In one aspect, E has a molecular weight in the range of from about
50 to about 2500 daltons, more preferably, from about 50 to about
1500 daltons. Preferred structures of E are described more fully
below. E may comprise a detection group for generating an
electrochemical, fluorescent, or chromogenic signal. Preferably,
the detection group generates a fluorescent signal. Electrophoretic
standards of the invention may be selected from the same set of
compounds as are the molecular tag. In one aspect, one or more
molecular tags in a plurality may be designated and used as
electrophoretic standards in the method of the invention. When used
as an electrophoretic standard, a known quantity of the molecular
tag is added to the mixture to be separated. That is, molecular
tags used as electrophoretic standards are not released from a
binding compound, they are prepared in their released form and
added directly to the mixture to be separated.

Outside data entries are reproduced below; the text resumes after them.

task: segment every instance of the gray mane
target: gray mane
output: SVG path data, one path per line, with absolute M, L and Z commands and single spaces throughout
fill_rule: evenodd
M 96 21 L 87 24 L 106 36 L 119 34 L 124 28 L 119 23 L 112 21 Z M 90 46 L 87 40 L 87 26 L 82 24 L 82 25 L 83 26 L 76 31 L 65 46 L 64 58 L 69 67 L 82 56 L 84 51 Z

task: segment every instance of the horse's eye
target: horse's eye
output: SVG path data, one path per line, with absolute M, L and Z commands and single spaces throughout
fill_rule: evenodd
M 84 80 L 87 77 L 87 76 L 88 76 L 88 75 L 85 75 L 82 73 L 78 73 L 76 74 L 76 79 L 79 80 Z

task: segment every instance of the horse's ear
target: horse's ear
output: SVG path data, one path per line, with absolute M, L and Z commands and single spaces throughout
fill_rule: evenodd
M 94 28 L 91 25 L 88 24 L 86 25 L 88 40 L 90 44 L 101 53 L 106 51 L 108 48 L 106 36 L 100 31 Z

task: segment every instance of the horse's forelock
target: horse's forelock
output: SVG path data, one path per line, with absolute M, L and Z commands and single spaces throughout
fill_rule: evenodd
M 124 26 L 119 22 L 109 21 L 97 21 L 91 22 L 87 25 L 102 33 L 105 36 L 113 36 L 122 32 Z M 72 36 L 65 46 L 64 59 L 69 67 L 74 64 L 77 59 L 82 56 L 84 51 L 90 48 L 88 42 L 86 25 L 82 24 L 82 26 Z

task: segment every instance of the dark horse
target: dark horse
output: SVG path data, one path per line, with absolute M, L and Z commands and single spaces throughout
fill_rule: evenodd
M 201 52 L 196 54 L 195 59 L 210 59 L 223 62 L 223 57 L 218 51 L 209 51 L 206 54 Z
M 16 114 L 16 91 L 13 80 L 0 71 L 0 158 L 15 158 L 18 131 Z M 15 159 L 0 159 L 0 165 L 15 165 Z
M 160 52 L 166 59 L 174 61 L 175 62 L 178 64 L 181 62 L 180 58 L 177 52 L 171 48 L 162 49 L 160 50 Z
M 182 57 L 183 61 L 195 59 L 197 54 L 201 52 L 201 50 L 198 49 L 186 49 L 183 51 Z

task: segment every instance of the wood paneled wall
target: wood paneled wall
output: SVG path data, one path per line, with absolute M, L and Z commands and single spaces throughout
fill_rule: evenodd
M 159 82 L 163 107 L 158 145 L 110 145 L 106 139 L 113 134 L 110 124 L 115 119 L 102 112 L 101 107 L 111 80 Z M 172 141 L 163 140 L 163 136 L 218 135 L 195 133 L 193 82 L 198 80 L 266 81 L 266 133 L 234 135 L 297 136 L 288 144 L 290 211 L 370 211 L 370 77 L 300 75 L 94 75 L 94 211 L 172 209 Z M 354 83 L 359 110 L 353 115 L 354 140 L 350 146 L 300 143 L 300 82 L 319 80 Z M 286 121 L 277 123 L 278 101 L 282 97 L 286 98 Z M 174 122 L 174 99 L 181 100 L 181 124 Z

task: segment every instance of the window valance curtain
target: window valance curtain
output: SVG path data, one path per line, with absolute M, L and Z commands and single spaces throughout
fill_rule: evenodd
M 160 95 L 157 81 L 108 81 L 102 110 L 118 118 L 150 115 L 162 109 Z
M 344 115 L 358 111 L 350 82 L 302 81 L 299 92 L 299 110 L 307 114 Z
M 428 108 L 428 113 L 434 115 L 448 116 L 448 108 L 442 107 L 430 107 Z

[0136] Molecular tags within a plurality are selected so that each
has a unique electrophoretic separation characteristic and/or a
unique optical property with respect to the other members of the
same plurality. In one aspect, the electrophoretic separation
characteristic is migration time under set of standard separation
conditions conventional in the art, e.g. voltage, capillary type,
electrophoretic separation medium, or the like. In another aspect,
the optical property is a fluorescence property, such as emission
spectrum, fluorescence lifetime, fluorescence intensity at a given
wavelength or band of wavelengths, or the like. Preferably, the
fluorescence property is fluorescence intensity. For example, each
molecular tag of a plurality may have the same fluorescent emission
properties, but each will differ from one another by virtue of a
unique migration time. On the other hand, or two or more of the
molecular tags of a plurality may have identical migration times,
but they will have unique fluorescent properties, e.g. spectrally
resolvable emission spectra, so that all the members of the
plurality are distinguishable by the combination of molecular
separation and fluorescence measurement.
[0137] Preferably, released molecular tags are detected by
electrophoretic separation and the fluorescence of a detection
group. In such embodiments, molecular tags having substantially
identical fluorescence properties have different electrophoretic
mobilities so that distinct peaks in an electropherogram are formed
under separation conditions. Preferably, pluralities of molecular
tags of the invention are separated by conventional capillary
electrophoresis apparatus, either in the presence or absence of a
conventional sieving matrix. Exemplary capillary electrophoresis
apparatus include Applied Biosystems (Foster City, Calif.) models
310, 3100 and 3700; Beckman (Fullerton, Calif.) model P/ACE MDQ;
Amersham Biosciences (Sunnyvale, Calif.) MegaBACE 1000 or 4000;
SpectruMedix genetic analysis system; and the like. Electrophoretic
mobility is proportional to q/M.sup.2/3, where q is the charge on
the molecule and M is the mass of the molecule. Desirably, the
difference in mobility under the conditions of the determination
between the closest electrophoretic labels will be at least about
0.001, usually 0.002, more usually at least about 0.01, and may be
0.02 or more. Preferably, in such conventional apparatus, the
electrophoretic mobilities of molecular tags of a plurality differ
by at least one percent, and more preferably, by at least a
percentage in the range of from 1 to 10 percent.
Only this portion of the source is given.